The new guideline states that sources of hazardous air pollutants previously listed as “major sources” may be reclassified as “area” sources.

Critics of the memorandum say it will greatly harm public health.

“This move drastically weakens protective limits on air pollutants like arsenic, lead, mercury and other toxins that cause cancer, brain damage, infertility, developmental problems and even death,” said John Walke, clean air director at the Natural Resources Defense Council, in a statement emailed to IFLScience.

The agency, however, says the move will reduce “unnecessary regulatory burdens” that deter “innovative efforts to improve the environment.”

“It will reduce regulatory burden for industries and the states, while continuing to ensure stringent and effective controls on hazardous air pollutants,” said Bill Wehrum, assistant administrator of EPA’s Office of Air and Radiation, in a statement.
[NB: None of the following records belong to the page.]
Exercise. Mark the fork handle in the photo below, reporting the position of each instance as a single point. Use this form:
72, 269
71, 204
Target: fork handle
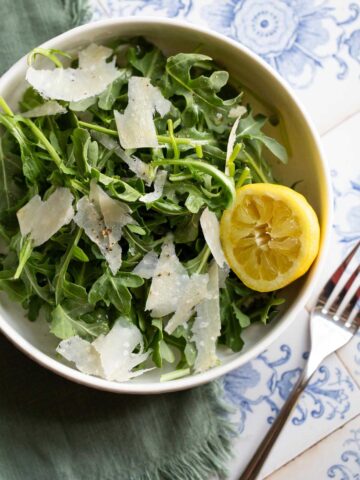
257, 461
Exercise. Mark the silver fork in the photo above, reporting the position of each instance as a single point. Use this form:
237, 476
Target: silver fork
334, 321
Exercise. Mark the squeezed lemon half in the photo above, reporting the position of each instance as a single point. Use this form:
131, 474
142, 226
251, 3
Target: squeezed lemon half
270, 236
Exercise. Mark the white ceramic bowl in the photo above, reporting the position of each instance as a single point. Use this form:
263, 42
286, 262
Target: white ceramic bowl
306, 163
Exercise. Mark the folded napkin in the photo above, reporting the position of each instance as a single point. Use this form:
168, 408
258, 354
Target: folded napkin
53, 429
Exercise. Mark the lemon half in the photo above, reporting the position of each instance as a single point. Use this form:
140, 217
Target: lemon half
270, 236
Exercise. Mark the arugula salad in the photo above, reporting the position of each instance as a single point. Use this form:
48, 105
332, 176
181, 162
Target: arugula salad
113, 179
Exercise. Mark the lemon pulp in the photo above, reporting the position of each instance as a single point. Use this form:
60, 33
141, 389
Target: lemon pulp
270, 236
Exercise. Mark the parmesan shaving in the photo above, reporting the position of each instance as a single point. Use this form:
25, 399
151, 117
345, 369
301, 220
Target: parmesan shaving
102, 219
169, 281
48, 108
194, 293
211, 230
141, 169
116, 351
159, 184
91, 78
146, 267
42, 219
207, 324
238, 111
109, 356
83, 354
136, 126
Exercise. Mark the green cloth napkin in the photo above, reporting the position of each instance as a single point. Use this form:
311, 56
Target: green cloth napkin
53, 429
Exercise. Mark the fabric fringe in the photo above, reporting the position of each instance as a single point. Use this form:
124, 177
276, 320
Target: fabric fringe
78, 10
202, 461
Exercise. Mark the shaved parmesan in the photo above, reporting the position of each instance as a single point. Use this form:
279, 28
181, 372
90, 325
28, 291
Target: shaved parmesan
231, 143
223, 275
238, 111
207, 324
159, 184
42, 219
102, 219
73, 84
109, 356
211, 230
83, 354
141, 169
146, 267
48, 108
136, 126
169, 281
116, 350
194, 293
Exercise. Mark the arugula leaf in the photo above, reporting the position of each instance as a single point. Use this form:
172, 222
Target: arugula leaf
113, 290
64, 326
250, 128
200, 93
67, 277
31, 164
151, 65
109, 96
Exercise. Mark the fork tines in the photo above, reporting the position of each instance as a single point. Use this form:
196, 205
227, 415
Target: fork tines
340, 296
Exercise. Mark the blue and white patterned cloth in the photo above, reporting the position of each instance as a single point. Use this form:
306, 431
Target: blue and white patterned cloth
315, 46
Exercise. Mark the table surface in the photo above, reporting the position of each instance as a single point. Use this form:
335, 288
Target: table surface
315, 46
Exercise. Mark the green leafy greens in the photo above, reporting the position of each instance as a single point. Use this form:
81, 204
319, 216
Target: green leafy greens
67, 277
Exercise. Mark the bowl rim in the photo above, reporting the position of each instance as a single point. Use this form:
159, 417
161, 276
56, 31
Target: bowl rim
196, 379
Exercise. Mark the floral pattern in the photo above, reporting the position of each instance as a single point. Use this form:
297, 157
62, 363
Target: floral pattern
292, 35
296, 37
268, 382
166, 8
300, 39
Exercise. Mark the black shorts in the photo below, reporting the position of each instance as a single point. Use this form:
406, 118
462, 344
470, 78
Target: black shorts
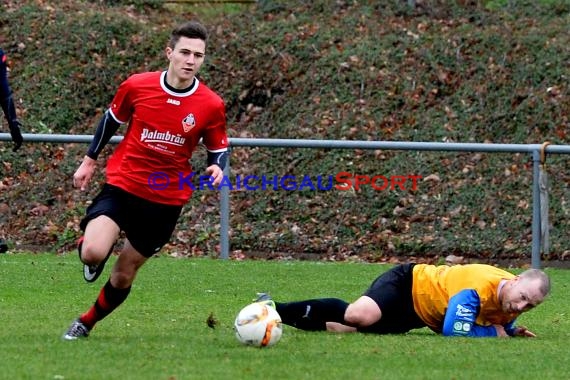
147, 225
392, 291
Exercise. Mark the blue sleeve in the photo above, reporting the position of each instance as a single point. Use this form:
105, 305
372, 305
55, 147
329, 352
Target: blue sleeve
461, 314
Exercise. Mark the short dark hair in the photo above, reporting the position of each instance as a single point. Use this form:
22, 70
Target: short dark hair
190, 29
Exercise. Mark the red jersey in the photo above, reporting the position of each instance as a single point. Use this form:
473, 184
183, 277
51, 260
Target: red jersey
164, 128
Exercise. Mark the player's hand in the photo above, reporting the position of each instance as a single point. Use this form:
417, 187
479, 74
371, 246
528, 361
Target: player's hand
16, 134
524, 332
84, 173
216, 173
501, 333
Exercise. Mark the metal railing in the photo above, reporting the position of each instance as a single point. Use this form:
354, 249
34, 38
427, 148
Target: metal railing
533, 149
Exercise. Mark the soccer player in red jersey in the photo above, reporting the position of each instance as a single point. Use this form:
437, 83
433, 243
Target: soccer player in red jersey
148, 176
7, 103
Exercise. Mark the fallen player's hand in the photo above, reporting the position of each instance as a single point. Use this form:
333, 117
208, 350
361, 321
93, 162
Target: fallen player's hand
501, 331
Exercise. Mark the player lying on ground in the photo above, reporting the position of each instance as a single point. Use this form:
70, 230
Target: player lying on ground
464, 300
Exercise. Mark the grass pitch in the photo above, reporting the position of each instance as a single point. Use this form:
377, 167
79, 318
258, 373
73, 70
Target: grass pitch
161, 332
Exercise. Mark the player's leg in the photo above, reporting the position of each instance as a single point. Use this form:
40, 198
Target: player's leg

But critics say the withdrawal is a blow to environmental progress and benefits the very industries it should be regulating, like petroleum, at the expense of public health. Others say it's one step closer to "eliminating as many environmental regulations as possible."

In the statement, the EPA says the ‘once-in-always-in’ policy did not give incentive to big emitters for voluntarily finding solutions that would reduce hazardous air pollution.

A “major source” is defined under the Clean Air Act as one that emits, or has the potential to emit, 10 tons of any hazardous air pollutant a year, or 25 tons annually of any combination of hazardous air pollutants. Facilities below this threshold fall into the lesser “area sources” category.

Specifically, Thursday's memo finds that the agency did not have "statutory authority under the Clean Air Act to place a time limit" on when a facility may be determined an area source. If approved, facilities must be given the opportunity to be reclassified if their emissions fall below the levels that define major sources.

The move is part of President Donald Trump’s effort to roll back federal regulations and further his Regulatory Reform Agenda to alleviate what he considers unnecessary regulatory burdens.

The EPA says it will next publish a Federal Register notice to take public comment.